If you ignore the formulas, then you may end up paying attention to what is actually happening in your organization. When you see that, you may realize that getting people away from their everyday context and routine might provide an opportunity to look at and talk about issues that have been flying under the radar, or simply been ignored. Then you can go about designing a retreat, because it will be based on an identified need. There is a difference between creating an elegant solution and actually solving a problem.

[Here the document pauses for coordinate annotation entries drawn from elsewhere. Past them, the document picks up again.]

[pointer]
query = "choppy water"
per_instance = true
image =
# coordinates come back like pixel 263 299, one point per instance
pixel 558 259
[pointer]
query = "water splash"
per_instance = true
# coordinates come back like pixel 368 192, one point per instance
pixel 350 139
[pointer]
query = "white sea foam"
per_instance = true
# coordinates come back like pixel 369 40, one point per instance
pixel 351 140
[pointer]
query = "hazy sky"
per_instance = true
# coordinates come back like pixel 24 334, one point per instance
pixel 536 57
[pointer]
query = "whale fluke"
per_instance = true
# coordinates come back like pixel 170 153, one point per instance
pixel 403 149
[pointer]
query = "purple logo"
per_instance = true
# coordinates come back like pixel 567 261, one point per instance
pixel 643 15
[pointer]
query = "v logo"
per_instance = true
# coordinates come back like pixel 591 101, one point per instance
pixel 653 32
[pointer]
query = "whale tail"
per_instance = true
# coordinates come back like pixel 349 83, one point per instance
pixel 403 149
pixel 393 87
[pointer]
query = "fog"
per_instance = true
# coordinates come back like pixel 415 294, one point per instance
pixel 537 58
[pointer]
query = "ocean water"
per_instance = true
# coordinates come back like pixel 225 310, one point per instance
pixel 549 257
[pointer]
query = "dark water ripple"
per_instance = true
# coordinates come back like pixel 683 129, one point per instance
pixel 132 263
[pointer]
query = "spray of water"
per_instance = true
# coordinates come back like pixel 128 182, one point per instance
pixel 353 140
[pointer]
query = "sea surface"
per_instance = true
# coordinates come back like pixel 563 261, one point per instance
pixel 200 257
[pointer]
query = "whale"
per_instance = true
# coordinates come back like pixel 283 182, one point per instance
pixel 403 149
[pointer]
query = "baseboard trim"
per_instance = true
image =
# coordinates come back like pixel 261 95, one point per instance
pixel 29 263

  1. 23.08.2005 at 9:35 pm

    Jamie, as sad as it may sound, they DID need to print that because so many off-sites fit the adage that “the road to hell is paved with good intentions.”
    It’s not only off-sites, but it might also apply to how organizations, both for-profit and associations, construct their employee’s
    professional development. Too often management sends their people off to learn some new skill or how to be an effective leader, but doesn’t do the necessary follow through to support them when the employee returns. I recently wrote about this on one of my blogs, Alchemy of Soulful Work

  2. 25.08.2005 at 6:32 am

    Yes! It’s the same concept. You send people to a training event as the “elegant solution,” when in fact you have not really talked about the “problem” at all. The problem is not “lack of training.” The problem is about leadership or effectiveness of the individual. Certainly PART of the solution could be a nice training program, but if you were actually looking more closely at the problem I think you would naturally focus more on the follow through. Thanks for the comment, and I liked your other post too.